The Rise and Fall of the Women’s March

Emily Bach, Editor-in-Chief

Photo by Yasin Ozturk of the Anadolu Agency

Pink pussyhats painted the grounds of Freedom Plaza this Saturday, as thousands of women and allies came together for the 2020 Women’s March. Accompanied by a slew of clever protest signs, they united around a desire for change, advocating for issues from Trump’s impeachment to disability rights to curbing global climate change. However, this year marches paled in comparison to the 2016 march, with crowd sizes diminished from nearly 1 million to 10,000 attendees

Since 2016, the march that once garnered attendance from nearly 1% of the U.S. population has faced a series of challenges, many internal. After allegations of antisemitism emerged from the top of their board, three of the organization’s top members, Linda Sarsour, Tamika Mallory, and Bob Bland resigned from their positions. The organizers have also faced a number of critiques of furthering a brand of pseudo-feminism concerned with white, cisgender women. 

The concerns reflect a historical problem with the feminist movement. Early “feminist” marches instilled racist ideals in an attempt to forward a “women” first agenda that often only served cisgender, white women. Organizers requested that black women march at the back of the protests, hoping to ensure that white, Southern women wouldn’t be uncomfortable with them. Transgender women have historically found more of a home within the LGBTQ+ movement than the feminist one, as the feminist movement still struggles to adequately embrace transgender women. 

Today, Women’s March has found itself entrapped in similar historical issues, most clearly because of the marches’ tendency to attract white, upper-middle-class women. Black Lives Matter Los Angeles reported explicit exclusion from the 2020 March, despite repeated attempts at asking to be included in the organizing efforts. In a press statement, they called the Women’s March’s brand of feminism “liberal White-supremacy”, comparing it to suffrage-era, anti-Black feminism. Similarly, the organization’s 2020 focus topics are notably low on the Independent Women’s Forum’s, or IWF’s, list of concerns for black women. While the Women’s March chose to highlight reproductive rights, climate change, and immigration on their agenda, the IWF reports that the two highest-ranking concerns for Black women are safety (or, informally, ending police brutality) and income security

Attempts at crossing racial and geographic divides were evident in the 2020 speakers for the Washington march, which included descendants of Martin Luther King Jr. and Lastesis, a feminist theater group from Chile whose chant has more recently emerged as a feminist anthem, particularly in Latin America. However, the speaking choices, some local activists say, came at the cost of D.C. natives doing important work on racial justice in their home community. Notably, Helisa Cruz, the co-President of March for Our Lives D.C., called out the organization the night before at a community rallying event. She explained that after numerous attempts at reaching out, local black activists were excluded from conversations concerning the 2020 goals of Women’s March DC, and resultingly, that the organization’s activism didn’t adequately reflect or include black, D.C. youth. 

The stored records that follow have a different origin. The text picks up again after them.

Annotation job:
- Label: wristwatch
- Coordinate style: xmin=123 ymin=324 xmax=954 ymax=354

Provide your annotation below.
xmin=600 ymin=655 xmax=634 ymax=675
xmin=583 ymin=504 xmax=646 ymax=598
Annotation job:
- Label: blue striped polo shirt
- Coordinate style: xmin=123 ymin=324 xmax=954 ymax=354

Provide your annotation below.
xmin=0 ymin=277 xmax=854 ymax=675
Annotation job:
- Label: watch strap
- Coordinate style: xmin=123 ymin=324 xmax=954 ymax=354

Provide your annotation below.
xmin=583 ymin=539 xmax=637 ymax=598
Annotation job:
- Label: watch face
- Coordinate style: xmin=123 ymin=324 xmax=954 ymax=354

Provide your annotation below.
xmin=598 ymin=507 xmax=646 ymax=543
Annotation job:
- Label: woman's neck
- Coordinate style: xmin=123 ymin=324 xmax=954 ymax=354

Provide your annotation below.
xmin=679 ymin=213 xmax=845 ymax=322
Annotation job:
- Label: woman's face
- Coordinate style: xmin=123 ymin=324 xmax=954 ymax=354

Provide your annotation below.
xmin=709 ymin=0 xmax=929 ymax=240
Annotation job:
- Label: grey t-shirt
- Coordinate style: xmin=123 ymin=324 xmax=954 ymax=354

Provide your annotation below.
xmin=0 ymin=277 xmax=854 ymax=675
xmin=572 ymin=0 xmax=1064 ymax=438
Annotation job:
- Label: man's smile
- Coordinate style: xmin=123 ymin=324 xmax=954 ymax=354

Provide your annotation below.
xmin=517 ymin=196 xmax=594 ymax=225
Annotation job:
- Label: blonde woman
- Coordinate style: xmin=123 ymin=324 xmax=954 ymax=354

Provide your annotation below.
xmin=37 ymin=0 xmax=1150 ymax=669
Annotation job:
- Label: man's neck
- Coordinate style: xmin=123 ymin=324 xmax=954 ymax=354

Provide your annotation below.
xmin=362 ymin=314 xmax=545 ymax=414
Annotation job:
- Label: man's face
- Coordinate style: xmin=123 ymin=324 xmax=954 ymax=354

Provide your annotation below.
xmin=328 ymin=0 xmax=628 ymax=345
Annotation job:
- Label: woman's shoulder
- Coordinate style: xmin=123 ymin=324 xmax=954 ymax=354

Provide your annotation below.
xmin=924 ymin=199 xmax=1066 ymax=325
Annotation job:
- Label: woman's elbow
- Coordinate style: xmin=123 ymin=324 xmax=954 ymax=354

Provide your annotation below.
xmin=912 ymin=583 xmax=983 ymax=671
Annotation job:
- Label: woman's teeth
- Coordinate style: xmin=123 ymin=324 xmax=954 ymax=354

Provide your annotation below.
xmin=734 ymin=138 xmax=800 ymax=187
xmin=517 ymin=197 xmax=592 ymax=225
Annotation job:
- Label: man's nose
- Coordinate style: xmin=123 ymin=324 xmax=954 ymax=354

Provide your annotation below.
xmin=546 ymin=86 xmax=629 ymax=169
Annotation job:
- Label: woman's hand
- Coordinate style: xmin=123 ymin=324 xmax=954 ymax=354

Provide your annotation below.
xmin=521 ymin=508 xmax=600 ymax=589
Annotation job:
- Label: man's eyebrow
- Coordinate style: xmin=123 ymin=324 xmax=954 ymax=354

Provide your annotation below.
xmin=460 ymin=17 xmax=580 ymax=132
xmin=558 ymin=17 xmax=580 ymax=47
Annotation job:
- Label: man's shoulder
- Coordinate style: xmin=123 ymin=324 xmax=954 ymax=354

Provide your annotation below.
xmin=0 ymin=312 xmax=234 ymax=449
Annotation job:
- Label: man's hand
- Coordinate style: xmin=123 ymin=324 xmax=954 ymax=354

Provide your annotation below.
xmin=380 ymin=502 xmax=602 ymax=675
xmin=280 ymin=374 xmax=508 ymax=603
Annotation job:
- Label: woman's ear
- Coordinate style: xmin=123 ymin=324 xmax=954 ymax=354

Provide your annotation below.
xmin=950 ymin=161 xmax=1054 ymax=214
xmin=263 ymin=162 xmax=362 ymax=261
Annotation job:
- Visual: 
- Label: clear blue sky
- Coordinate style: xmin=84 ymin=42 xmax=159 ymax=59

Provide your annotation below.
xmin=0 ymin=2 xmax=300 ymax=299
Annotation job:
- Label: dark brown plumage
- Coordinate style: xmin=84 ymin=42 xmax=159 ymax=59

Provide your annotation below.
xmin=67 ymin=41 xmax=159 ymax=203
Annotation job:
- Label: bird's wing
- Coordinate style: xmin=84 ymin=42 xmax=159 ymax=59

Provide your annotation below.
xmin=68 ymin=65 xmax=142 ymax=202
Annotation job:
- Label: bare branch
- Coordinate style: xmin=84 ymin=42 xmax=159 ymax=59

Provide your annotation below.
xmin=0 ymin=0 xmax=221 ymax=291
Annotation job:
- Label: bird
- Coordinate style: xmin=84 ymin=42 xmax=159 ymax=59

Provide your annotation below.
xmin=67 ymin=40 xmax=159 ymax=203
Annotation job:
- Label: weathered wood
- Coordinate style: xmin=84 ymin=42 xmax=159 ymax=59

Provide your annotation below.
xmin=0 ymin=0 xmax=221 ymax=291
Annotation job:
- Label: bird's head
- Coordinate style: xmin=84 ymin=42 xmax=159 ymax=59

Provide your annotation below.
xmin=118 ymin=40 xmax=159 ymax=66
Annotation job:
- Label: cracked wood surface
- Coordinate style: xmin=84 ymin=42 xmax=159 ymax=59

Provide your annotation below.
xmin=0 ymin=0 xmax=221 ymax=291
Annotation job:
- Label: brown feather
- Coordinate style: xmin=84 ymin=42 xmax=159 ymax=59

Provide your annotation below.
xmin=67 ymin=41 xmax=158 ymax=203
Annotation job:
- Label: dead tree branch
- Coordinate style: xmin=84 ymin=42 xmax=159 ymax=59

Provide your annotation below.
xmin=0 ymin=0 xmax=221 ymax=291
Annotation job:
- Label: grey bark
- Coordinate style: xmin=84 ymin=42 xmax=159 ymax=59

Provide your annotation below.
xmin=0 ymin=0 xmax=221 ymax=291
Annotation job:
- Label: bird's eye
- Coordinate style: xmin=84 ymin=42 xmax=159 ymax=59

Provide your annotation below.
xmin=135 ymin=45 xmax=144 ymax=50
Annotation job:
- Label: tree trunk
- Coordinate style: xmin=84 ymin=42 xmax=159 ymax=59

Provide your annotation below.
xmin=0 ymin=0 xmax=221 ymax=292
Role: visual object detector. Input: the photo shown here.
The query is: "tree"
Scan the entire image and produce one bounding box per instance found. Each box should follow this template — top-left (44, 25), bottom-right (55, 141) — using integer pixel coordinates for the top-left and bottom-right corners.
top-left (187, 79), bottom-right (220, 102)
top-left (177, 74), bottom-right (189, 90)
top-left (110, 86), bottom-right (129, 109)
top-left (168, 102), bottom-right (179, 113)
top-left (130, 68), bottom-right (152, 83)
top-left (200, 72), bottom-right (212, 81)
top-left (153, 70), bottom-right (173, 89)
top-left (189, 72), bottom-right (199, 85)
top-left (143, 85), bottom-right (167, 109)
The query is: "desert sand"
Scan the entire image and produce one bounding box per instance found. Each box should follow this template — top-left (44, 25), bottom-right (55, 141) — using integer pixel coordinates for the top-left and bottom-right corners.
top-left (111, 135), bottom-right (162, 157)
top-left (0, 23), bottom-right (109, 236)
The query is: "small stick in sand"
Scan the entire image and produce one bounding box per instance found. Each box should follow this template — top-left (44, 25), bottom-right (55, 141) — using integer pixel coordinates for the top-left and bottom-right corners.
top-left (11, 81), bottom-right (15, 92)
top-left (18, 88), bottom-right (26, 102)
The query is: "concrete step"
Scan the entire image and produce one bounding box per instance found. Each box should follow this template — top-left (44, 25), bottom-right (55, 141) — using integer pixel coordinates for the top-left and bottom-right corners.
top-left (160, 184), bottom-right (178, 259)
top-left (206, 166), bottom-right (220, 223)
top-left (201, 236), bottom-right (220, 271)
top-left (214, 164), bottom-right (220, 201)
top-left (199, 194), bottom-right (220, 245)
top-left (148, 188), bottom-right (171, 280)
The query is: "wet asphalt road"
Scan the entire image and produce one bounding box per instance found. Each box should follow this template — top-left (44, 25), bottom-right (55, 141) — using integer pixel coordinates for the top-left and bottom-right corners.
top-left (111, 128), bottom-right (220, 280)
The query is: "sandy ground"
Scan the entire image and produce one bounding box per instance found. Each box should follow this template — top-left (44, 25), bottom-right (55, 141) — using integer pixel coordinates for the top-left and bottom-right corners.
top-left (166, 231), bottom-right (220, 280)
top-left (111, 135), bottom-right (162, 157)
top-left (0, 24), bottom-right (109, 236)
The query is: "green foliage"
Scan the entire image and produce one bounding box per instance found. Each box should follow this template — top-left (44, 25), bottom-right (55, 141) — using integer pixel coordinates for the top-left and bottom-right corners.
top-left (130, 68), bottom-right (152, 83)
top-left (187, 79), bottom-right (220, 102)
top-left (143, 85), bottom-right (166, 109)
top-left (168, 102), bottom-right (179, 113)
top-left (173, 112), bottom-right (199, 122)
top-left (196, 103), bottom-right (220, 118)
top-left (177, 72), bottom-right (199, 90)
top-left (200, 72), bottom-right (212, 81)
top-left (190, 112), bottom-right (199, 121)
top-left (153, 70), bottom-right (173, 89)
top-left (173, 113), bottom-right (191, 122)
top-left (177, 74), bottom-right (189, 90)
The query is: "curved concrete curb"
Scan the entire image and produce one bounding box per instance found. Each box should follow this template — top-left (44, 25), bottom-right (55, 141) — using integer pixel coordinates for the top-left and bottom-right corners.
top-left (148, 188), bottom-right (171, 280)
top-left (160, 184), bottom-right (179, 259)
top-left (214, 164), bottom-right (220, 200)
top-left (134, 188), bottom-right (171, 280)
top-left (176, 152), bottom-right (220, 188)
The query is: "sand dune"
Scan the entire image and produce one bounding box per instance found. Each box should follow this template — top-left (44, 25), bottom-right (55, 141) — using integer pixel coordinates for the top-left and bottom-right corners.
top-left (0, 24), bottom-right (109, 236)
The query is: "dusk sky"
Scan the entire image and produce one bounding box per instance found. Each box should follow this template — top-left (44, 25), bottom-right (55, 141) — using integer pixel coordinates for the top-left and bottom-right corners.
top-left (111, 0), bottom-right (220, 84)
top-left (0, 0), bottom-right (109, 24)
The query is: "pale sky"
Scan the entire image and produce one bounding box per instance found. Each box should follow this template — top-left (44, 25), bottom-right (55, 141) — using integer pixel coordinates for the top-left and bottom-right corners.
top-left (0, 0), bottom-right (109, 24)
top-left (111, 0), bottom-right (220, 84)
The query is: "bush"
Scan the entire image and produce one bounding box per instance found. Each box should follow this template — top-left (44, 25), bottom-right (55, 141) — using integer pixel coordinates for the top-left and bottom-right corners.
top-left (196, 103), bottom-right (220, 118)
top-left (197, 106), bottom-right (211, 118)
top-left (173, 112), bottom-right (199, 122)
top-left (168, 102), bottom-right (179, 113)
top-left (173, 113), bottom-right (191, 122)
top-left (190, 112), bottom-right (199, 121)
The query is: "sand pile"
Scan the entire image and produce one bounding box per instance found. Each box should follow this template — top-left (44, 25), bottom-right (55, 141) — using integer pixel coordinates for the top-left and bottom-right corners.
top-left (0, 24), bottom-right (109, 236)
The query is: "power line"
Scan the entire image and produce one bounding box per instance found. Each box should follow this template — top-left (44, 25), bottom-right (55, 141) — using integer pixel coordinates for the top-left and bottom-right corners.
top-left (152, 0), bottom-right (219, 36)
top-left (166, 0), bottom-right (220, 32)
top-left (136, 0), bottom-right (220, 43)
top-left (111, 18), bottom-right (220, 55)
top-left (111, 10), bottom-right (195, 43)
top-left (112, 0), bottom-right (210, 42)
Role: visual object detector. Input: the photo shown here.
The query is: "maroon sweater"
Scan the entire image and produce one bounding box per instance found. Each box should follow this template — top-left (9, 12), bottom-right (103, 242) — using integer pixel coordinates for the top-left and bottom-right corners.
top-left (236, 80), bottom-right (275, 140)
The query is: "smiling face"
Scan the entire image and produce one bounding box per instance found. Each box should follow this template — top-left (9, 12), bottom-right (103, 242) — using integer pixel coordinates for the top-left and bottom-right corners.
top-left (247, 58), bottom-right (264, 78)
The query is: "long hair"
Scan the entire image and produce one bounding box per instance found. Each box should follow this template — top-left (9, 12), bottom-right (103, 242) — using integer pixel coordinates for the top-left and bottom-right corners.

The internal turmoil at Women’s March may, at least to some degree, be responsible for the diminished crowd sizes in 2020. High national support for Trump’s impeachment and the march’s close timing to his trial, a core marketing peg for the day of action, should have helped the organization draw crowd sizes, but didn’t seem to make much of an impact. A host of other issues, including difficult weather in D.C. and a general decrease in national attention, could attribute to the same issues. 

The small crowd sizes don’t necessarily signal an end of the organization’s mission. Since 2016, the organization has expanded its mission significantly, now including lobbying and a slew of local chapters. For students like Erika Coon (12), the march still has an important symbolic power, in that she said she feels it gives her the ability to demonstrate that she doesn’t agree with the President’s current politics. However, the comparatively-tiny crowd sizes reflect an organization struggling to stay relevant and inclusive in 2020’s political climate, and draw important questions about its future trajectory.